(Tribunal judiciaire de Paris, 12 février 2021, RG n°18/14266)
En 2018, la Fédération Nationale des Chasseurs (FNC) lançait une campagne publicitaire nationale avec pour thème « Les chasseurs, premiers écologistes de France ?« .
Elle faisait notamment diffuser les affiches suivantes sur internet, dans la presse et sur les murs des métros de 5 villes françaises :
En réaction, la Ligue de Protection des Oiseaux (LPO) diffusait des affiches « satiriques » ayant pour objet de répondre à la campagne de la FPC.
La société MARKETING PUBLICITE 2000, créatrice des visuels de la FPC, mettait en demeure la LPO de cesser de dénaturer ses créations.
En réponse, la LPO assignait la FPC ainsi que son agence de communication en contrefaçon de droit d’auteur et parasitisme.
La LPO reprochait aux affiches de la FPC de reproduire les éléments caractéristiques de sa charte graphique de certains de ses visuels.
La demanderesse invoquait notamment les affiches suivantes qu’elle avait diffusées en 2015 :
Sur le droit d’auteur
Le Tribunal judiciaire rappelle d’abord que :
- l’originalité des œuvres doit être démontrée par celui qui les invoque ;
- une combinaison d’éléments connus n’est pas a priori exclue de la protection du droit d’auteur, sous réserve qu’elle soit suffisamment précise pour que le monopole sollicité ne soit pas étendu à un genre insusceptible d’appropriation ;
- une charte graphique peut être protégée par le droit d’auteur si elle rend compte de choix non contingents, personnels et présentant une certaine constance, à même de révéler la personnalité ou l’empreinte de son auteur.
A l’examen des affiches revendiquées par la LPO, le Tribunal relève l’ « absence d’intangibilité des caractéristiques graphiques revendiquées », du fait notamment d’une inconstance du code couleur utilisés par la LPO.

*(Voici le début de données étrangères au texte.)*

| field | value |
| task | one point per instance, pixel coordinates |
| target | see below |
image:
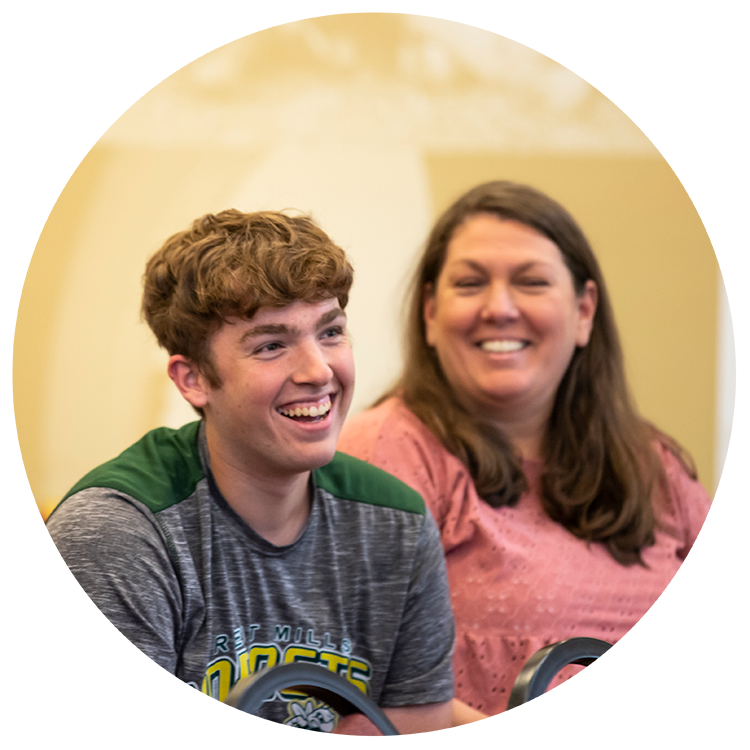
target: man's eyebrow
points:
(326, 318)
(280, 329)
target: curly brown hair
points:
(600, 466)
(229, 265)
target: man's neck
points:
(276, 508)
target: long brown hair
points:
(600, 466)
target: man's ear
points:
(186, 375)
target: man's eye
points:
(268, 348)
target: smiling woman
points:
(562, 511)
(504, 319)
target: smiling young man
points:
(242, 540)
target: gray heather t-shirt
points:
(144, 578)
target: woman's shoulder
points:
(389, 420)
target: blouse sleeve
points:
(391, 441)
(708, 553)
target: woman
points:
(562, 512)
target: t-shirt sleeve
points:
(107, 595)
(710, 556)
(421, 669)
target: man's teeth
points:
(305, 411)
(502, 346)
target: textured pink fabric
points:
(636, 713)
(520, 581)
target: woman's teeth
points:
(502, 346)
(305, 411)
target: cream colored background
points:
(128, 126)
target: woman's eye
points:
(467, 283)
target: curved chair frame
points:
(248, 695)
(33, 720)
(531, 684)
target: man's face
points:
(287, 382)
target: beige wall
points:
(126, 127)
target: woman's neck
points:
(276, 508)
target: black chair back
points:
(247, 696)
(529, 689)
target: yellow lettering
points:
(261, 657)
(297, 653)
(358, 669)
(219, 681)
(190, 708)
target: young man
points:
(243, 540)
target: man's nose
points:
(311, 365)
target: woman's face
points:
(504, 318)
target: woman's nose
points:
(500, 303)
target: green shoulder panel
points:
(349, 478)
(160, 470)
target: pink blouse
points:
(520, 581)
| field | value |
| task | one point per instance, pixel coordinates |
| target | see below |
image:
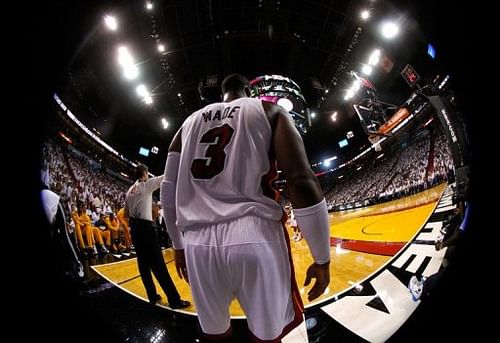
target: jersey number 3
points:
(213, 164)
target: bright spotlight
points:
(164, 122)
(367, 69)
(333, 117)
(374, 57)
(131, 72)
(286, 104)
(389, 30)
(111, 22)
(142, 91)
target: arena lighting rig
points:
(285, 92)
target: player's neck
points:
(230, 96)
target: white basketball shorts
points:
(247, 259)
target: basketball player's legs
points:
(210, 289)
(261, 276)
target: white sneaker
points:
(415, 286)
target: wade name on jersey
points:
(228, 112)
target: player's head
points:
(141, 171)
(235, 83)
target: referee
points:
(138, 208)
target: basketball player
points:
(216, 190)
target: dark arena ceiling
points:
(314, 43)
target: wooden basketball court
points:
(363, 240)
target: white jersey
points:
(224, 161)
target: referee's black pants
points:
(150, 259)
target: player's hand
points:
(322, 275)
(180, 264)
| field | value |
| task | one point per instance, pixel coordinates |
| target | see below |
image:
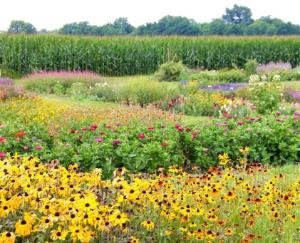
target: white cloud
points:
(53, 14)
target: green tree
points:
(122, 26)
(238, 15)
(80, 28)
(19, 26)
(260, 27)
(175, 25)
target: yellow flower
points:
(23, 228)
(228, 232)
(148, 225)
(59, 234)
(223, 159)
(7, 237)
(118, 218)
(245, 150)
(133, 239)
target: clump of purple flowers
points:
(292, 95)
(5, 82)
(274, 67)
(65, 75)
(224, 87)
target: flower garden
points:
(177, 156)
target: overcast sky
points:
(52, 14)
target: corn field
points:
(139, 55)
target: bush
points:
(170, 71)
(144, 92)
(61, 82)
(265, 95)
(272, 140)
(251, 67)
(221, 76)
(272, 67)
(139, 55)
(292, 75)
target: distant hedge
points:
(139, 55)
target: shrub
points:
(221, 76)
(59, 82)
(203, 104)
(8, 90)
(251, 67)
(272, 140)
(144, 92)
(5, 81)
(292, 75)
(139, 55)
(170, 71)
(291, 95)
(104, 91)
(265, 95)
(274, 67)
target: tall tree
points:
(19, 26)
(122, 26)
(238, 15)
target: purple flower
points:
(6, 81)
(224, 87)
(99, 140)
(273, 67)
(38, 147)
(116, 142)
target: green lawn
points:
(292, 84)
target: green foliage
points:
(120, 26)
(19, 26)
(139, 55)
(238, 15)
(251, 66)
(272, 140)
(220, 76)
(265, 95)
(144, 92)
(61, 83)
(170, 25)
(170, 71)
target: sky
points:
(53, 14)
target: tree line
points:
(235, 21)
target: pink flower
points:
(2, 139)
(38, 147)
(164, 144)
(20, 134)
(2, 155)
(93, 127)
(179, 128)
(141, 136)
(116, 142)
(99, 140)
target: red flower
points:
(141, 136)
(2, 139)
(20, 134)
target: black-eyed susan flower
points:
(148, 225)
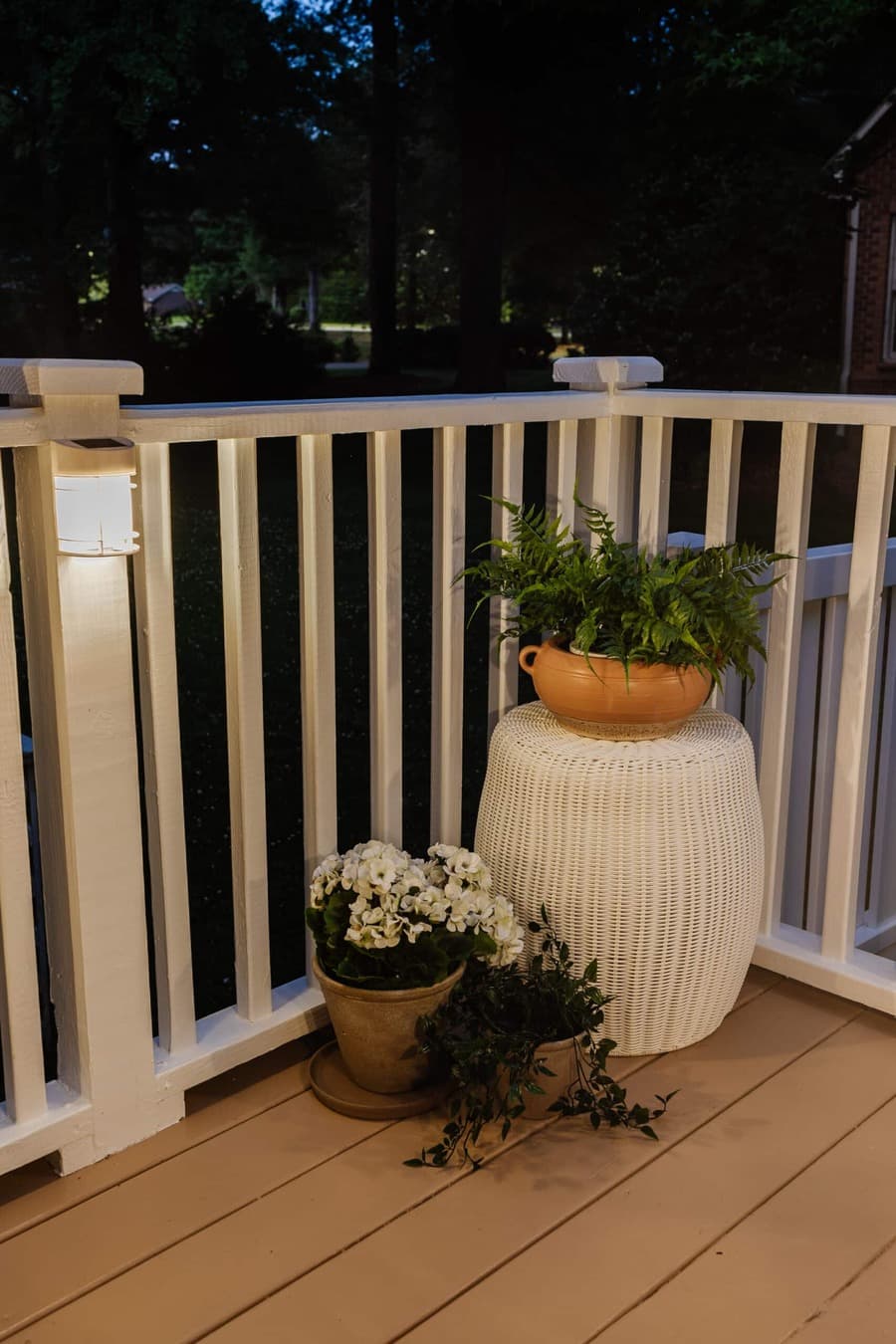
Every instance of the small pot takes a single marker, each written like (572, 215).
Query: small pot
(598, 701)
(377, 1029)
(559, 1056)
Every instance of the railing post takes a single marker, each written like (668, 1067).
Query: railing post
(607, 446)
(77, 613)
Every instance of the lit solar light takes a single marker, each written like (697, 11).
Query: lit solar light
(93, 487)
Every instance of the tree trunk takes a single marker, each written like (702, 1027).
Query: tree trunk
(61, 329)
(314, 300)
(125, 322)
(484, 153)
(383, 190)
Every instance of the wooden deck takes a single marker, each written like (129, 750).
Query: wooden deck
(766, 1213)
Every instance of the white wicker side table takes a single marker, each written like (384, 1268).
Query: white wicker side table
(648, 855)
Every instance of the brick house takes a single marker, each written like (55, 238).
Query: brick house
(865, 168)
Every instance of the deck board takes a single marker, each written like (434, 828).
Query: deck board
(264, 1217)
(818, 1232)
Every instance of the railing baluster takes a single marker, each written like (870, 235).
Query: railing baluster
(384, 529)
(160, 722)
(238, 490)
(19, 1002)
(561, 469)
(449, 496)
(507, 483)
(656, 469)
(831, 656)
(606, 469)
(318, 652)
(857, 684)
(726, 440)
(780, 698)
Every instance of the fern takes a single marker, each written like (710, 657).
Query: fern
(696, 609)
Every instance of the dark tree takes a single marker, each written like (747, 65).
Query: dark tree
(384, 133)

En conséquence, la juridiction parisienne conclut que la combinaison d’éléments revendiquée par la LPO ne répond pas au critère de nécessaire fixité d’une charte graphique ouvrant droit à la protection par le droit d’auteur.
Sur le parasitisme
Subsidiairement, la LPO sollicitait la condamnation de la FPC et de son agence de communication sur le fondement du parasitisme, lequel relève du régime de la responsabilité civile délictuelle (article 1240 du Code civil).
Pour rappel, le parasitisme consiste dans le fait « de profiter volontairement et de façon injustifiée des investissements, d’un savoir-faire ou d’un travail intellectuel d’autrui produisant une valeur économique individualisée, et générant un avantage concurrentiel, à tout le moins une image positive et une certaine renommée dont le parasite entend bénéficier à moindre frais. »

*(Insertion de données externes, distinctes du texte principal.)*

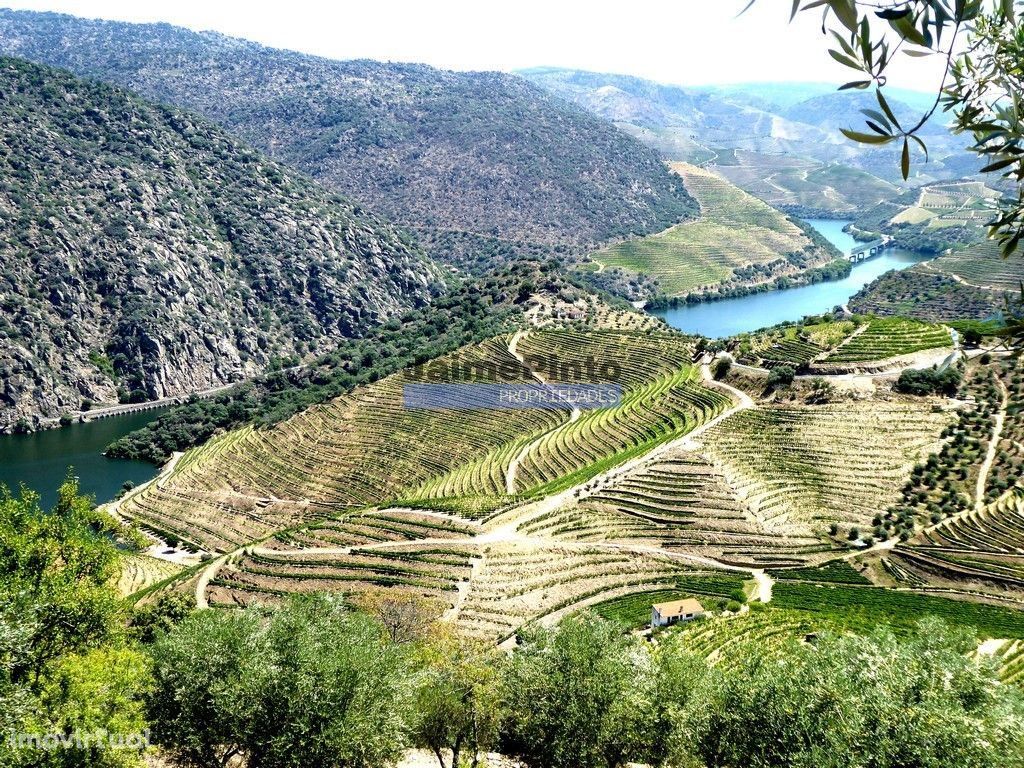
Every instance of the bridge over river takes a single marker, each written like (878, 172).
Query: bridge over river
(866, 250)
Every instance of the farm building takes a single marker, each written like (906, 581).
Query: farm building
(663, 614)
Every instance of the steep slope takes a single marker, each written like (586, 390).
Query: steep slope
(145, 253)
(737, 241)
(446, 153)
(696, 124)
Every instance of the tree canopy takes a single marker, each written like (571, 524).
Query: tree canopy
(981, 44)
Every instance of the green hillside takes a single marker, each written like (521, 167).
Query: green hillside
(734, 230)
(145, 253)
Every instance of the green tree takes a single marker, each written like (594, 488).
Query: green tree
(67, 668)
(458, 697)
(564, 695)
(58, 568)
(866, 700)
(981, 44)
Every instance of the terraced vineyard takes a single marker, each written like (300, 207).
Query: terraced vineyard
(366, 449)
(979, 552)
(787, 180)
(375, 526)
(681, 502)
(982, 265)
(885, 338)
(662, 398)
(801, 468)
(352, 452)
(516, 584)
(796, 346)
(139, 571)
(1010, 656)
(734, 229)
(725, 639)
(432, 570)
(634, 610)
(969, 499)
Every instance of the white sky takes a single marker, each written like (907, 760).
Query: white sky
(686, 42)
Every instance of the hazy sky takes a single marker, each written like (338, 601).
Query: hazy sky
(686, 42)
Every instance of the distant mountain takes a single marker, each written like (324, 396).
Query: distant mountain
(801, 121)
(780, 96)
(469, 160)
(145, 253)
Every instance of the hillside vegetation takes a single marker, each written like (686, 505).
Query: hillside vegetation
(145, 253)
(481, 154)
(735, 231)
(803, 185)
(768, 120)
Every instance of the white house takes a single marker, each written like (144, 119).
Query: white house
(664, 614)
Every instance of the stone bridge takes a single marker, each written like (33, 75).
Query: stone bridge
(866, 250)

Selon la demanderesse, la FCP s’est délibérément placée dans le sillage de la LPO en utilisant les mêmes codes couleurs, un vocabulaire similaire et des éléments graphiques identiques.
Le Tribunal judiciaire relève d’abord que la LPO ne peut pas revendiquer un monopole sur le fait de faire figurer un cliché animalier sur une affiche.
Toutefois, il constate « une reprise systématique des caractéristiques essentielles des trois affiches de la LPO » :
- photographie d’un animal isolé appartenant à la même espèce ;
- mise en exergue d’une partie du titre/slogan de couleur blanche sur un bandeau de couleur verte.
Pour la juridiction saisie, il s’agit d’un imitation visuelle très nette qui démontre une « volonté d’induire un rapprochement évident dans l’esprit du grand public avec les campagnes de communication de la LPO, dans un but d’appropriation des valeurs qu’elle défend, voire de pied-de-nez à cette association écologiste. »
Compte tenu de la durée de la campagne publicitaire de la FCP (un mois), de sa portée et du budget consacré par la LPO à ses actions de communication (plusieurs millions d’euros par an), le Tribunal condamne la FCP à verser à la LPO une somme de 5 000 euros à titre de dommages et intérêts.